NETSPOT® (gallium Ga 68 dotatate) and SOMAKIT TOC® (gallium (Ga 68) edotreotide). NETSPOT® was approved by the FDA in June 2016, and SOMAKIT TOC® was approved by the European Commission in December 2016. These products have received orphan drug designation from the FDA and EMA.
99MTc-rhAnnexin V-128. 99MTc-rhAnnexin V-128 is a Single Photon Emission Computed Tomography (SPECT) investigational candidate for the diagnosis and assessment of apoptotic and necrotic processes, which are present in a number of pathological conditions in oncology and cardiovascular disease, as well as in autoimmune disorders. A Phase I trial of Annexin V-128 was conducted at the University of Ottawa Heart Institute in Canada to assess its safety, tolerability, biodistribution and dosimetry. 99MTc-rhAnnexin V-128 is currently in a Phase I/II trial for the diagnosis of rheumatoid arthritis and ankylosing spondylitis, as well as several Phase II studies in cardiovascular, cardio-oncology, and pulmonary indications.
177LuPSMA-R2 and 68GaPSMA-R2. 177LuPSMA-R2 and 68GaPSMA-R2 are in development to treat, image, monitor and stage prostate cancer. PSMA-R2 is a ligand of Prostate-Specific Membrane Antigen (PSMA), expressed on the majority of prostate tumor cells. 177LuPSMA-R2 is being developed to treat prostate cancer and 68GaPSMA-R2 is under development as its complementary diagnostic candidate.

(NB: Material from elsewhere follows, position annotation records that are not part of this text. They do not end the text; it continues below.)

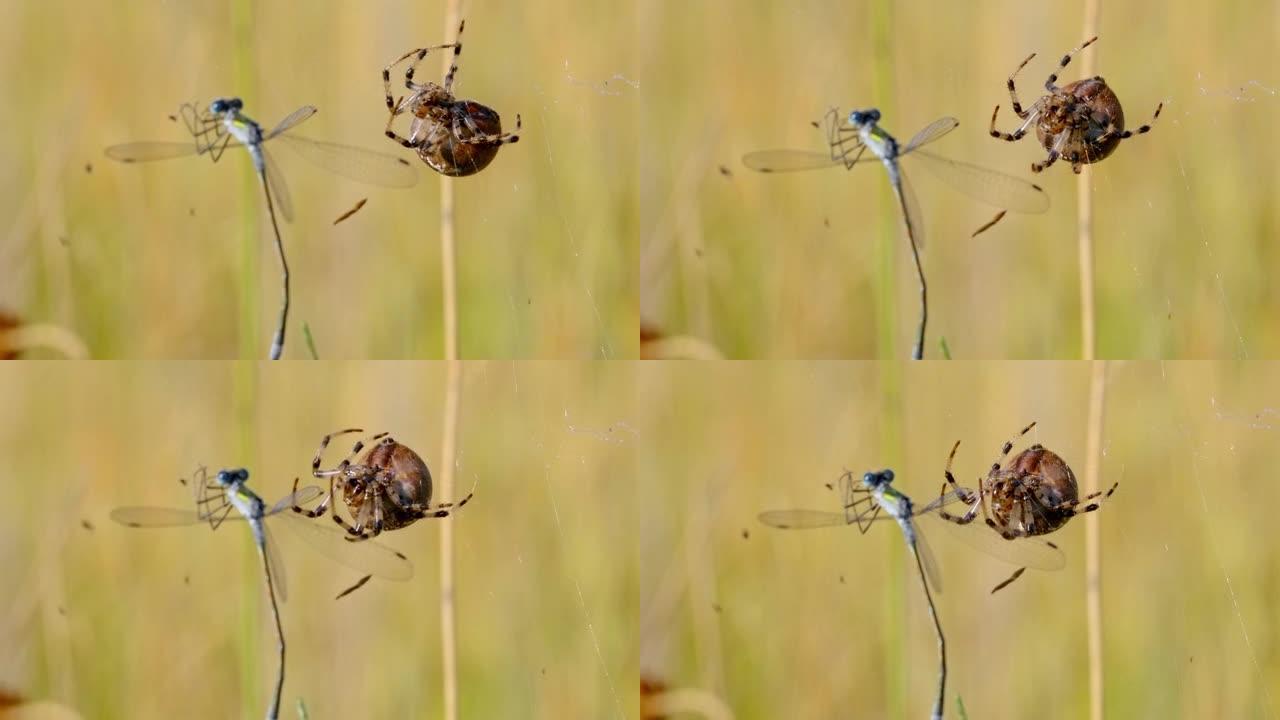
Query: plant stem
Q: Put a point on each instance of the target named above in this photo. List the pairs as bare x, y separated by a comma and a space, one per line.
273, 712
453, 390
278, 340
1084, 209
1097, 396
1093, 537
918, 351
937, 627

AAA has signed an exclusive license agreement with Johns Hopkins University in Baltimore, Maryland to develop and market PSMA-R2 for prostate cancer.
CTT1057. CTT1057 is an 18F-labeled investigational diagnostic candidate in development for PET imaging of prostate cancer. CTT1057 is a phosphoramidate-based peptide, which specifically binds to Prostate-Specific Membrane Antigen (PSMA), expressed on the majority of prostate tumor cells. AAA has signed an exclusive worldwide license agreement with Cancer Targeted Technology, LLC (CTT) to develop CTT1057 for PET imaging of prostate cancer. A Phase 1 study evaluating the safety, biodistribution and dosimetry of CTT1057 was conducted at the University of California, San Francisco.

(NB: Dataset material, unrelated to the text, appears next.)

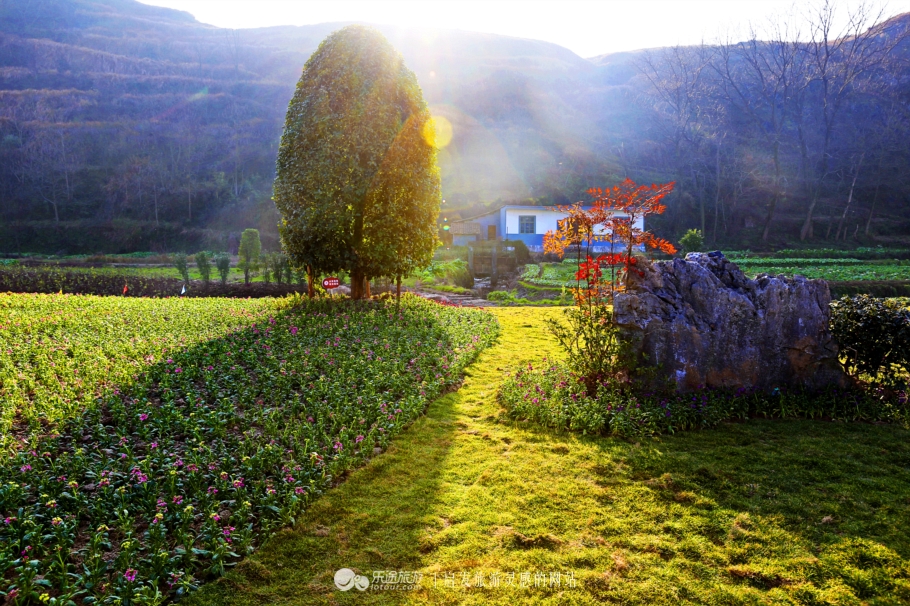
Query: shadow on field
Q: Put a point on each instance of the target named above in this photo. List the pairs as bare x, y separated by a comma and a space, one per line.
375, 520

177LuNeoBOMB1 and 68GaNeoBOMB1. 177LuNeoBOMB1 and 68GaNeoBOMB1 are new generation antagonist bombesin analogs in development to treat, image, monitor and stage gastrin-releasing peptide receptor (GRPR)-expressing malignancies, such as such as gastrointestinal stromal tumors (GIST), prostate cancer and breast cancer. 177LuNeoBOMB1 is a therapeutic candidate and 68GaNeoBOMB1 is its complementary diagnostic candidate. AAA has signed an exclusive license agreement with Erasmus University Medical Center (UMC) and Demokritos National Center for Scientific Research to develop NeoBOMB1. A Phase 1/2a study of 68GaNeoBOMB1 for diagnostic use in GIST is ongoing, with plans to initiate other diagnostic and therapeutic studies in 2018.